“Non fu la prima a tagliarsi i capelli (fu l’attrice Eva Lavallière), ma non è grave. L’idea dei bijoux - veri o falsi - per il giorno non era sua, era di Misia Sert, ma non è così importante. Persino la petite robe noire non è solo Chanel, è anche madame Vionnet”. Questa dichiarazione di Karl Lagerfeld, direttore artistico della maison Chanel dal 1982, mette in luce cosa significa essere la migliore icona del proprio stile: Gabrielle (Coco) Chanel seppe costruire una forte mitologia intorno alla sua persona e dare al suo lavoro statuto non di sarta, ma di creatrice di moda e non solo. Il mondo artistico e intellettuale parigino la lusingava, Picasso, Cocteau e Diaghilev, nel 1924 le affidarono i costumi de Le train bleu, balletto “à la mode” sulle vacanze marine per cui la giovane Coco aveva creato sobrie mise da spiaggia con l’amato jersey e in tricot dalle bande sui toni azzurrini, troppo poco spettacolari per lo spettatore di teatro, perfette per la vita quotidiana del villeggiante.
“Oltre al plus d’immagine, a lei dobbiamo “lo stile immortale della gonna in tweed, della maglia con il filo di perle, dell’abitino nero, del tailleur senza collo profilato in passamaneria, dei bottoni gioiello, delle mitiche omonime scarpe bicolori che lasciano il calcagno scoperto, delle borsette in nappa trapuntata con la catena sulla spalla e della bigiotteria”.
“Era una donna di gusto […]. Sì. Bisogna ammetterlo. Ma era una modiste. Vale a dire […] che si intendeva di cappellini” (Gnoli, 2012, pp.41-57). La vena polemica del commento di Madeleine Vionnet sulla più “introdotta” e seducente collega fa luce su due caratteri e due stili antagonisti. Dimessa e grassoccia “la sarta più importante del Ventesimo secolo”, secondo Diana Vreeland, asseriva di non amare la moda: “Nei fugaci capricci stagionali sta un elemento di superficialità , di instabilità che scandalizza il mio senso di bellezza”. Quando a Londra, giovanissima, fu colpita da Isadora Duncan danzante nei classici pepli, capì che lì si univa la strada verso la liberazione del corpo e la creazione della vera bellezza femminile. Fu Jacques Doucet, suo patron dal 1907, a darle carta bianca per liberare “il tessuto e la donna dalle costrizioni loro imposte” provando che “una stoffa che cade liberamente su un corpo è lo spettacolo armonioso per eccellenza”. Sovvertendo le regole sartoriali Mme Vionnet rinnovò la tecnica del taglio e dell’ornamento.
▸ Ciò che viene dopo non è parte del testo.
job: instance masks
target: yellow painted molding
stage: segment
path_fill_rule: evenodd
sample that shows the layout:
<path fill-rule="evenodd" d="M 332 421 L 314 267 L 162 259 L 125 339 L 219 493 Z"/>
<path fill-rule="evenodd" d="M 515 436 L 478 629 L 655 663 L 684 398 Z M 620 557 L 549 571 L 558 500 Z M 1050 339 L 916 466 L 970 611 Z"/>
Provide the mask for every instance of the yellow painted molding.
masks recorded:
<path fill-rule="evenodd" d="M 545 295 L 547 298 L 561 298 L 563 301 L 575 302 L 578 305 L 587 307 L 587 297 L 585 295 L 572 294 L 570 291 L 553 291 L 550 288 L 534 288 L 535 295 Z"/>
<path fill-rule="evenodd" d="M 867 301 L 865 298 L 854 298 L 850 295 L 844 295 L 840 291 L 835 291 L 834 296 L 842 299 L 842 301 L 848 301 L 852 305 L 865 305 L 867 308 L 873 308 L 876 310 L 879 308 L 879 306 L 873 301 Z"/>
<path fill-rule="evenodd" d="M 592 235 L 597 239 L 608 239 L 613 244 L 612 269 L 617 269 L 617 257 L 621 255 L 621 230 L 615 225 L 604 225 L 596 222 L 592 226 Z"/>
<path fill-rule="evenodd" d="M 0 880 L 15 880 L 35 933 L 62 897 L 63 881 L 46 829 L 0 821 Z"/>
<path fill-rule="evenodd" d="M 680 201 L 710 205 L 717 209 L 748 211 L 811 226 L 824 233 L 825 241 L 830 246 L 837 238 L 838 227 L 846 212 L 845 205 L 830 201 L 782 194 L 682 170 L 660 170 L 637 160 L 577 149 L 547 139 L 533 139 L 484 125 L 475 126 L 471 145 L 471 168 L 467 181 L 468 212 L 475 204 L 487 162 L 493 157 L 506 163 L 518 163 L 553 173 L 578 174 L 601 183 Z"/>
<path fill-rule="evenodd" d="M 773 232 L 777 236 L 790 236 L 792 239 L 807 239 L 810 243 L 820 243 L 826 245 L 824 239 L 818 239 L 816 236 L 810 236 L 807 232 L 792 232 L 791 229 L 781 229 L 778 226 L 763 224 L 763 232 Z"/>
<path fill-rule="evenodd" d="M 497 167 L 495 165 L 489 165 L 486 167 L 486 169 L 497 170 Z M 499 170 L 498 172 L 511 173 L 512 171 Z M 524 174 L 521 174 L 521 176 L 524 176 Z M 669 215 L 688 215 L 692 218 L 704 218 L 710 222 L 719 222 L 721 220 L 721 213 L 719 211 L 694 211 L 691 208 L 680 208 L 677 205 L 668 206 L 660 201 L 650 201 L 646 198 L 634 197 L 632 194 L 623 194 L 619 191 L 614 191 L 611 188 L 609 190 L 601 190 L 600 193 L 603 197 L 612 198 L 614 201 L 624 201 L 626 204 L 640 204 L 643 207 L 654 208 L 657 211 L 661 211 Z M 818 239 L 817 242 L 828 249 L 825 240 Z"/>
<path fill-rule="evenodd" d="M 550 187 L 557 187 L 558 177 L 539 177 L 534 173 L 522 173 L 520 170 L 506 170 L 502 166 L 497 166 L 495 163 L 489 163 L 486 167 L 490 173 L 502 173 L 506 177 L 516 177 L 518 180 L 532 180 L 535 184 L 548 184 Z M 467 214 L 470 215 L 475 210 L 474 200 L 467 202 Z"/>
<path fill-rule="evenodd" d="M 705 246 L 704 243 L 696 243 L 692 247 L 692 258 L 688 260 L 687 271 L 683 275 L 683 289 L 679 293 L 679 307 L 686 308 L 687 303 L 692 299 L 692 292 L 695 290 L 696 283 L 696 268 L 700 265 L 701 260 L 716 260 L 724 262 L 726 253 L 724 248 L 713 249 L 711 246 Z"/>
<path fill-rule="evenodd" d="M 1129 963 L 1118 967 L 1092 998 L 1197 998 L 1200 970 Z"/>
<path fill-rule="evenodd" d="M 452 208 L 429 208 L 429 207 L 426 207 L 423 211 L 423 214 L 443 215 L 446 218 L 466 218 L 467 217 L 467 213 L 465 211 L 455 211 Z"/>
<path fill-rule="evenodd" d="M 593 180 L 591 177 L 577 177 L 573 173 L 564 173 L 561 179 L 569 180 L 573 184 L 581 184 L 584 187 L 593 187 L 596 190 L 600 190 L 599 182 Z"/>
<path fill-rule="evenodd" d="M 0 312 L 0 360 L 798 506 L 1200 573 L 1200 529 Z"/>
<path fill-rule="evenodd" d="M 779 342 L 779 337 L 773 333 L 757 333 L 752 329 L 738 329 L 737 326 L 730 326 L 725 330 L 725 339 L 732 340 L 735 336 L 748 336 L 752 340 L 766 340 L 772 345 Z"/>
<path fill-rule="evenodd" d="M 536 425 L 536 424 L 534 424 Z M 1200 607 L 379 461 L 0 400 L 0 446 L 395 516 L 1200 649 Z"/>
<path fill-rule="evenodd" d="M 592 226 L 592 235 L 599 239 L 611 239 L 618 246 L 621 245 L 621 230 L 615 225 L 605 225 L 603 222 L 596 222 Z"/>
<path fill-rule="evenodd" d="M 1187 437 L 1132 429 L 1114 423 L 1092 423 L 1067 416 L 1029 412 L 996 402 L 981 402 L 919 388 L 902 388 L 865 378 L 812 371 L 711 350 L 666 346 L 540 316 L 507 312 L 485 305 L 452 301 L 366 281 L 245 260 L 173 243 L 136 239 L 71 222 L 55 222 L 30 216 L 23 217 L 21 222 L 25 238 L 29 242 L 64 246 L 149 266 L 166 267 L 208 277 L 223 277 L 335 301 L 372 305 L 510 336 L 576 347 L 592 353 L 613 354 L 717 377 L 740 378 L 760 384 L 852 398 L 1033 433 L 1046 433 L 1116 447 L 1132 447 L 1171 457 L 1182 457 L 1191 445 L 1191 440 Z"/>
La sua maison, aperta nel 1912, nel 1919 si arricchì della collaborazione di Thayat, conosciuto nel lungo soggiorno in Italia durante la guerra, che seppe magistralmente interpretare la “filosofia Vionnet” e darle un’immagine, iniziando dal celebre logo: un peplo greco inserito in una spartitura geometrica, sintesi di classicità e modernità . Quegli ingegnosi tagli “triangolati” stimolavano il suo animo futurista, che si irradiò nelle linee dinamiche dei figurini, dei tessuti disegnati per lei fino al ’25. E fu proprio nel ’25, all’Expo parigina, che i futuristi si resero conto quanto delle loro idee (che l’Italia bollò come rumorose bizzarrie), era stato ripreso e sfruttato dalle ricettive e accorte sartorie francesi, a cui niente sfuggiva dei fermenti culturali delle avanguardie che ruotavano nel magma cittadino: “Per la prima volta appaiono a Parigi pellicce colorate e mantelli futuristi […] i bottoni futuristi trovansi realizzati nello stand della Casa Bauer […] le borsette e anche le scarpe […] nello stand di Casa Brusk di Parigi”, come lamentarono Balla e Jannelli in un’intervista sull’”Impero”.
“La moda femminile è stata sempre più o meno futurista. Moda equivalente femminile del Futurismo. Velocità , novità , coraggio della creazione”, si leggeva nel Manifesto della moda femminile futurista, elaborato da Volt (Vincenzo Fani) nel 1920. Le tre grandi protagoniste della moda internazionale del nuovo secolo, Chanel, Vionnet, Schiapparelli, interpretarono “a regola d’arte” tutto il potenziale della donna nuova esaltata nelle sue mille sfaccettature: sportiva, seducente, ironica, mutevole ... sempre dinamica e sorprendente protagonista di stile.